It is known that systemic inflammation linked to inflammaging aggravates e.g. the vascular pathology and provokes atherosclerosis [4]. Moreover, increased systemic cytokine levels activate the hypothalamus-pituitary-adrenal (HPA) axis which augments the sercetion of cortisol [13]. Cortisol is a potent anti-inflammatory agent although it not only induces protein catabolism, e.g. in muscle tissues, but it also promotes bone resorption. Chronic inflammation can also enhance the appearance of insulin resistance in muscles and adipose tissues as well as disturb the maintenance of energy homeostasis and subsequently cellular housekeeping functions. Interestingly, the aging process is simultaneously accompanied by both the features accelerating inflammaging and the counteracting, so-called anti-inflammaging characteristics [14]. It seems that the balance between these opposite forces controls the outcome of the aging process, either leading to frailty and degenerative diseases or a healthy old age and longevity.

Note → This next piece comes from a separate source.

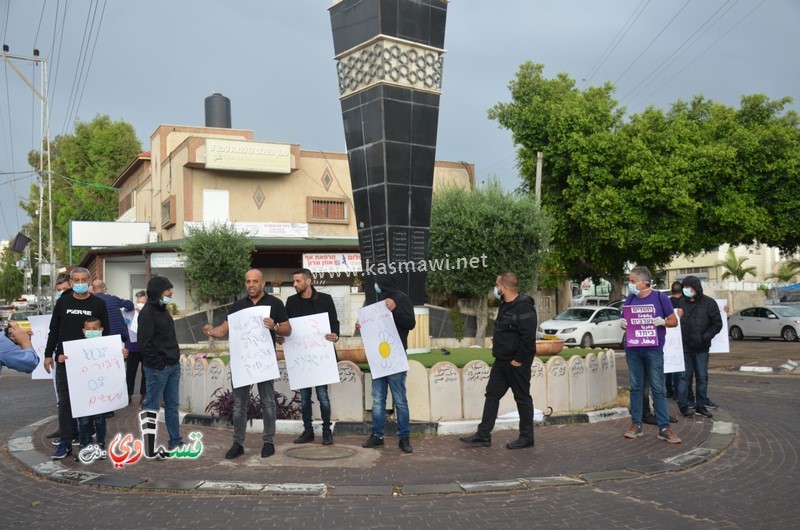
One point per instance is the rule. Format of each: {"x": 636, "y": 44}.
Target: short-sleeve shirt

Inflammasomes: molecular platforms for danger signal recognition

The aging process jeopardizes the maintenance of cellular homeostasis leading to the activation of a variety of host defence systems. Inflammasomes are intracellular multiprotein sensors which can recognize a large set of danger signals, induced either by pathogens or cellular stress, and once activated, they subsequently stimulate inflammatory responses [15-18]. There are several subfamilies of NOD-like receptors (NLR) but emerging data indicates that the NLRP subfamily, in particular the NLRP3 member, is the major sensor for “intracellular danger-associated molecular patterns” (DAMPs). Inflammasomes are signaling platforms which are assembled after the recognition of DAMP by the receptor protein. In the case of NLRP3, the activated receptor interacts with the adaptor protein ASC which recruits the inflammatory caspase-1 (CASP-1) to the complex which subsequently oligomerizes into penta- or heptameric inflammasomes [16,19]. CASP-1 is the common effector molecule in inflammasomes which cleaves the inactive precursors of two proinflammatory cytokines, i.e. IL-1β and IL-18, into their mature forms which are then secreted from cells. In addition to CASP-1, some other inflammatory caspases, e.g. CASP-4, CASP-5 and CASP-12, can also process the proforms of these cytokine [16,20]. In general, the expression levels of NLRP3 receptor as well as the precursors of IL-1β and IL-18 remain low and activation of NLRP3 inflammasomes requires a priming phase while the expression of these proteins is clearly induced [17,21,22]. Interestingly, NF-κB signaling is a crucial inducer of NLRP3 expression [21]. It should be noted that different cellular stresses and the aging process can stimulate NF-κB signaling [11,23] and probably enhance the priming and potentiation of the inflammasome activation.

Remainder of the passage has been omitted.